Senin, 12 Juni 2017 - 05:00 WIB
Kisah Ki Ageng Madiyo Pandan, Enggan Jadi Raja Demak Pilih Berdakwah
Kisah Ki Ageng Madiyo Pandan, Enggan Jadi Raja Demak Pilih Berdakwah
A A A
Bagi warga Kota Semarang, nama Ki Ageng Pandanaran sudah tidak asing lagi. Dia merupakan seorang tokoh yang disebut-sebut sebagai peletak dasar pemerintahan Kota Semarang dan menjadi Bupati pertama di kota tersebut.

Namun, tak banyak yang mengetahui bahwa di balik kesuksesan Ki Ageng Pandanaran menyebarkan Islam di Kota Semarang, ada tokoh lain yang sangat berperan dalam perjalannya.

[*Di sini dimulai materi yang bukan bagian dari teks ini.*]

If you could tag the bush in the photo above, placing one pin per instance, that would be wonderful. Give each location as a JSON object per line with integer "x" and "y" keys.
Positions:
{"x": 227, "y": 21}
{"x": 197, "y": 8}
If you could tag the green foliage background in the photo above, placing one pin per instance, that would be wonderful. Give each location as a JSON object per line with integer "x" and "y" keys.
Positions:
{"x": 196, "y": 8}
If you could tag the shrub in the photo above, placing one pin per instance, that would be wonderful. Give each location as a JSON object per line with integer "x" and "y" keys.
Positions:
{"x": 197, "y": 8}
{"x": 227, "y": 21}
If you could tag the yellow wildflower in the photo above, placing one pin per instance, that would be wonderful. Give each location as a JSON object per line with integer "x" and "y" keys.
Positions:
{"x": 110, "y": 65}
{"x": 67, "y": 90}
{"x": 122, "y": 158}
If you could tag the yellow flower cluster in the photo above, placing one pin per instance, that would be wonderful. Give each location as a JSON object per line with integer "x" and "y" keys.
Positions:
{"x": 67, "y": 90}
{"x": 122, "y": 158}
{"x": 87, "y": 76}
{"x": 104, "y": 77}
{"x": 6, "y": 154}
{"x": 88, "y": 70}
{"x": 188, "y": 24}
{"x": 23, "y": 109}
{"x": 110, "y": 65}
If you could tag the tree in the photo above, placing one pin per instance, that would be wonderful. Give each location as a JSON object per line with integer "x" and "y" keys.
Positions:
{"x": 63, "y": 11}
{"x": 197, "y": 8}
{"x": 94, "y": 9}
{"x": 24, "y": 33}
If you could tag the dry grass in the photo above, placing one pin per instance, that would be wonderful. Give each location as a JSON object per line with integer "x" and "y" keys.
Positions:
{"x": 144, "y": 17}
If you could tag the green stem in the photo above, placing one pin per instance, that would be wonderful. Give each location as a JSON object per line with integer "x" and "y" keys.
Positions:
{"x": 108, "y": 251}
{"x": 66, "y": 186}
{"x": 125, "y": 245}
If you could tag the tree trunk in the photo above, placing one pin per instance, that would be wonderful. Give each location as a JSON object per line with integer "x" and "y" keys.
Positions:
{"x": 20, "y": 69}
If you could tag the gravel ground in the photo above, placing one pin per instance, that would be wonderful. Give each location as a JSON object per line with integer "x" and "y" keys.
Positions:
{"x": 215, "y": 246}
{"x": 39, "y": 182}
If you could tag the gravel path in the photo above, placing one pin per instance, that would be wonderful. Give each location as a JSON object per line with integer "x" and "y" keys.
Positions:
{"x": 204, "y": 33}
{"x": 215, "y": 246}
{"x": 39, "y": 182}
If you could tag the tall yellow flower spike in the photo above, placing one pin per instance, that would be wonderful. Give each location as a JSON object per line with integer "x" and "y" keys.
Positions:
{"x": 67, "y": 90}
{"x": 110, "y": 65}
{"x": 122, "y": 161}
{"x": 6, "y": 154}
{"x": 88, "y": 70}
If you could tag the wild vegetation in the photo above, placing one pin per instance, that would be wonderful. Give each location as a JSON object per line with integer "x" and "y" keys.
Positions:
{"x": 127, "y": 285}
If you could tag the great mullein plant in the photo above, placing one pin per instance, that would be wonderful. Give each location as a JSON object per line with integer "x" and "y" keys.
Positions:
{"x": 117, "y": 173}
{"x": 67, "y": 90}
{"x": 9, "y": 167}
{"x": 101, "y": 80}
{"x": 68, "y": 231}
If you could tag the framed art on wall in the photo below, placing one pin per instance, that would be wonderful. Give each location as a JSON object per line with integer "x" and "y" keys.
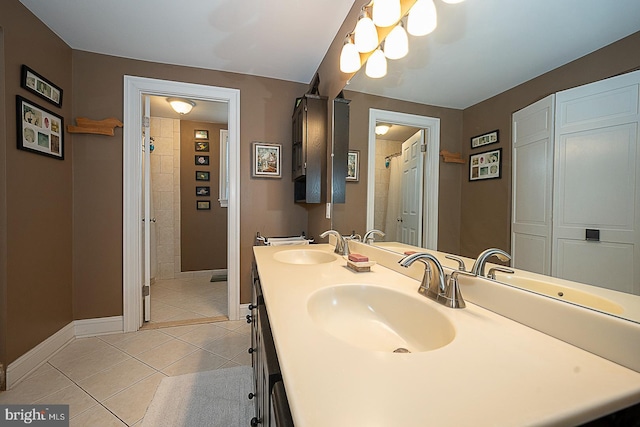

Karena pentingnya, tokoh tersebut juga dimakamkan berdampingan dengan makam Ki Ageng Pandanaran di pemakaman Mugas Kota Semarang.

Dia adalah Ki Ageng Madiyo Pandan, putra Pangeran Sabrang Lor sekaligus Cucu Raja Demak Raden Patah. Menurut sejumlah literatur, Pangeran Madiyo Pandan merupakan ayah Sunan Pandanaran.

"Menurut silsilah, Pangeran Madiyo Pandan adalah anak Pangeran Sabrang Lor. Dari cerita yang berkembang, Pangeran Madiyo Pandan memilih hidup sebagai seorang sufi dan tidak mau menjadi raja seperti ayahnya, Pangeran Sabrang Lor," kata Agus Krisdiyono, juru kunci makam Ki Ageng Pandanaran, Sabtu 10 Juni 2017.

Karena pilihan hidupnya itu, Pangeran Madiyo Pandan, lanjut Agus, kemudian meninggalkan Demak Bintoro dan memilih menyebarkan Islam di Pulau Tirang, yang sekarang disebut Kota Semarang.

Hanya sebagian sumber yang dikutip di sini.